I am assuredly amazed how much flowers produce nectar in Florida. In February, it began with Oak honey and honeydew, then moved to Clover in April and now, Palm Tree honey in May. In June; mangrove then moving into Brazilian Pepper in August. Now, the Palm tree flow is comming and comming strong!

Captured Hive:
This hive is showing a developing brood nest and has probably doubled in population since it was captured. The bees are being a little flighty when I opened them but, still pretty non-aggressive in terms of persuing and stinging behavior.

Italian Hive:
This hive has made a 180ยบ turn in this last week. They had no pollen stores and almost no honey in the brood nest area. That, typically, is a sign of a sort of pollen and honey famine. Now, there are probably 6 frames, slam-full, of pollen and honey. The queen has also stepped up egg production with the suden appearance of frames full of eggs and young larvae. Today, I also ran down the bees all into the bottom brood box in an attempt to finally get the queen out of the honey supers.

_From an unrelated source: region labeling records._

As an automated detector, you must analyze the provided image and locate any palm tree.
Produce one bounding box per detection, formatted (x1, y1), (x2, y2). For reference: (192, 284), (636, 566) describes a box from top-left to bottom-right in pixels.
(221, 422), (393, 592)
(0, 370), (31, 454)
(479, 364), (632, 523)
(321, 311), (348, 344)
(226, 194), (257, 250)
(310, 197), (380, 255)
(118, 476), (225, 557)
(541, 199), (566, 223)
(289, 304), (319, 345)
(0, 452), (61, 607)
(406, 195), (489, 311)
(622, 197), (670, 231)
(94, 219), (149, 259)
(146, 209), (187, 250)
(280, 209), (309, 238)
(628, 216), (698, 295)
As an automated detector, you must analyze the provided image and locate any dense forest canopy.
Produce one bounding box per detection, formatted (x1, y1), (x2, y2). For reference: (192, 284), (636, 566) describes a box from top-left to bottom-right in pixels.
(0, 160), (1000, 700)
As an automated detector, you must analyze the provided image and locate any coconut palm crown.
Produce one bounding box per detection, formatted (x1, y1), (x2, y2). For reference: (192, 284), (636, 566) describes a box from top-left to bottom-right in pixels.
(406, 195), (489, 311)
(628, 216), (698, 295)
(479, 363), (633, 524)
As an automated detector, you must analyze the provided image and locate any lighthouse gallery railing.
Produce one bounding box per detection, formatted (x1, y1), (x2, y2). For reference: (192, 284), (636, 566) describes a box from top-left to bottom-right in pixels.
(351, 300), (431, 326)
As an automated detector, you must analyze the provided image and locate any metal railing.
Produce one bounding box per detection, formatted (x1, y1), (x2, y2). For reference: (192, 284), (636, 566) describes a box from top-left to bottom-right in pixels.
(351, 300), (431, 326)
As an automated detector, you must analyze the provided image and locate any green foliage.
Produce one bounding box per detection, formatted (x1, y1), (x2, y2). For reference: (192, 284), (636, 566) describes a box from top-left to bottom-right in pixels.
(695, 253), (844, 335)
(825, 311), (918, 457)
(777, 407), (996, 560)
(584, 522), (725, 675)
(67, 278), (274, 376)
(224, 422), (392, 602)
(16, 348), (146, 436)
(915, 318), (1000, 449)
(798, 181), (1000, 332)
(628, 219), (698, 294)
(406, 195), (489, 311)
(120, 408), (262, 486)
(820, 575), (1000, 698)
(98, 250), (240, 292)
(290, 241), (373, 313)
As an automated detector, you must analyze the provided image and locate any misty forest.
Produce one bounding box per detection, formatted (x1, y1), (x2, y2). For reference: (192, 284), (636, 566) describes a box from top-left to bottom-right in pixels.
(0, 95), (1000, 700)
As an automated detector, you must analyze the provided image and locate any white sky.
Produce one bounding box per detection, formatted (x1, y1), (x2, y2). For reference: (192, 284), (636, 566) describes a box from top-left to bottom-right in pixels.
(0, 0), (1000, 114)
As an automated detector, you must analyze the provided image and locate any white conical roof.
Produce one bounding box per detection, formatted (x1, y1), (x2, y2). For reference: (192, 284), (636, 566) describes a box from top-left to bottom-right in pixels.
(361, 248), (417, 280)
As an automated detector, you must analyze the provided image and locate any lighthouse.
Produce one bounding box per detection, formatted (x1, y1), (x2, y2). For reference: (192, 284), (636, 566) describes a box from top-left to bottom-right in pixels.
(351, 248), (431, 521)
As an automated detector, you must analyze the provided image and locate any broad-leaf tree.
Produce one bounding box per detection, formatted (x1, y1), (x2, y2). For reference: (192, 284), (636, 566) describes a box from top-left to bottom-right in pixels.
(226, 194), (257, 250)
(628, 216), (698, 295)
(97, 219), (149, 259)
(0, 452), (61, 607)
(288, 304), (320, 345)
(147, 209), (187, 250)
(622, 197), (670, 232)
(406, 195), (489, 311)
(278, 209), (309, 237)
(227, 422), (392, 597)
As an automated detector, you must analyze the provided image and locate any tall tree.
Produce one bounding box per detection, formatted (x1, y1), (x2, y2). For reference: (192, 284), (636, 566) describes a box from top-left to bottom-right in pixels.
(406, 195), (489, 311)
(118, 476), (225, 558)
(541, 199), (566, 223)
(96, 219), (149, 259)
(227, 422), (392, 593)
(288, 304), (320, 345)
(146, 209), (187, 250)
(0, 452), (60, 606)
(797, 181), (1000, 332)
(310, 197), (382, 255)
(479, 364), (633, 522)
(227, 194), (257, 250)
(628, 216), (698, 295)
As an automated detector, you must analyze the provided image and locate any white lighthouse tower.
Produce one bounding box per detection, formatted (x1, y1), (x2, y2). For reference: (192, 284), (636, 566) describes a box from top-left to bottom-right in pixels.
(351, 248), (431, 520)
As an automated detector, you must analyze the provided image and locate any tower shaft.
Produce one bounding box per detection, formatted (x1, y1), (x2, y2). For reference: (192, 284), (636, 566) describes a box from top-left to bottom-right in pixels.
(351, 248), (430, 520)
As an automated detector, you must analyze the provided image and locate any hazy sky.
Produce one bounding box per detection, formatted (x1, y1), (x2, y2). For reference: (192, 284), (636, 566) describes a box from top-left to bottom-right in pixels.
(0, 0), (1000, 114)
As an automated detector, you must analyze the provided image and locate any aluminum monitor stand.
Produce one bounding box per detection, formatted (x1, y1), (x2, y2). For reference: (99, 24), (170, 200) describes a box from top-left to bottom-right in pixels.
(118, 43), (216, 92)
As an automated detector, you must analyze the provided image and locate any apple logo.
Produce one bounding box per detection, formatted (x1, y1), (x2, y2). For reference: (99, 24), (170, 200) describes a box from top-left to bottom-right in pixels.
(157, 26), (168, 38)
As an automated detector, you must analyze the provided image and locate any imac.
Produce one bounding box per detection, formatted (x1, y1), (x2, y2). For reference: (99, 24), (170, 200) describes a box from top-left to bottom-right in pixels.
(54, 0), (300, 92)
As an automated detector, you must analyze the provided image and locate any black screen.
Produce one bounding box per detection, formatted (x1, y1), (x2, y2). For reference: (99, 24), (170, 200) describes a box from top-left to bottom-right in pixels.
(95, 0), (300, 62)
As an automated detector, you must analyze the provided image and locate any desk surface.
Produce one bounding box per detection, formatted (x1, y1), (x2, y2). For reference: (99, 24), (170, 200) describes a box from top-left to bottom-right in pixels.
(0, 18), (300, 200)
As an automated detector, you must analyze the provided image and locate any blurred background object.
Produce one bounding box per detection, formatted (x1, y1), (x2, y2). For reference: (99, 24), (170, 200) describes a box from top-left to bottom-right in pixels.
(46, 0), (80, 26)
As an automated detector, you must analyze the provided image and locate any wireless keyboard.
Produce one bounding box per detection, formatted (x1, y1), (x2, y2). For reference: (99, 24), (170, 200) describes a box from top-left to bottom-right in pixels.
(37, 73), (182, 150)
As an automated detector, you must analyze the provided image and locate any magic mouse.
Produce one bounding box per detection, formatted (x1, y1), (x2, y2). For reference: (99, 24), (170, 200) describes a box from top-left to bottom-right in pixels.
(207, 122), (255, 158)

These are probably, now my gentlest bees and, I will probably have to super them next week to make room for the new flow. The Palm honey has an interesting flavor compared to the other honeies but, proably the most marked difference is that it's actually very "runny" not viscous.

Russian Hive:
Today I swapped out three poorly drawn frames for new foundation and, given the current flow, they sould draw it out well. I accidentally left the cover perched probably 3/8" off the box itself on one side and, the bees had already mostly propolized it shut. Unfortunately, I think they superseaded their queen given I'm finding superseadure queen cells and a few have been chewed open. I'll probably have to requeen this year depending on the aggressive atributes of the new bees. This hive currently has about two supers suitable for extraction.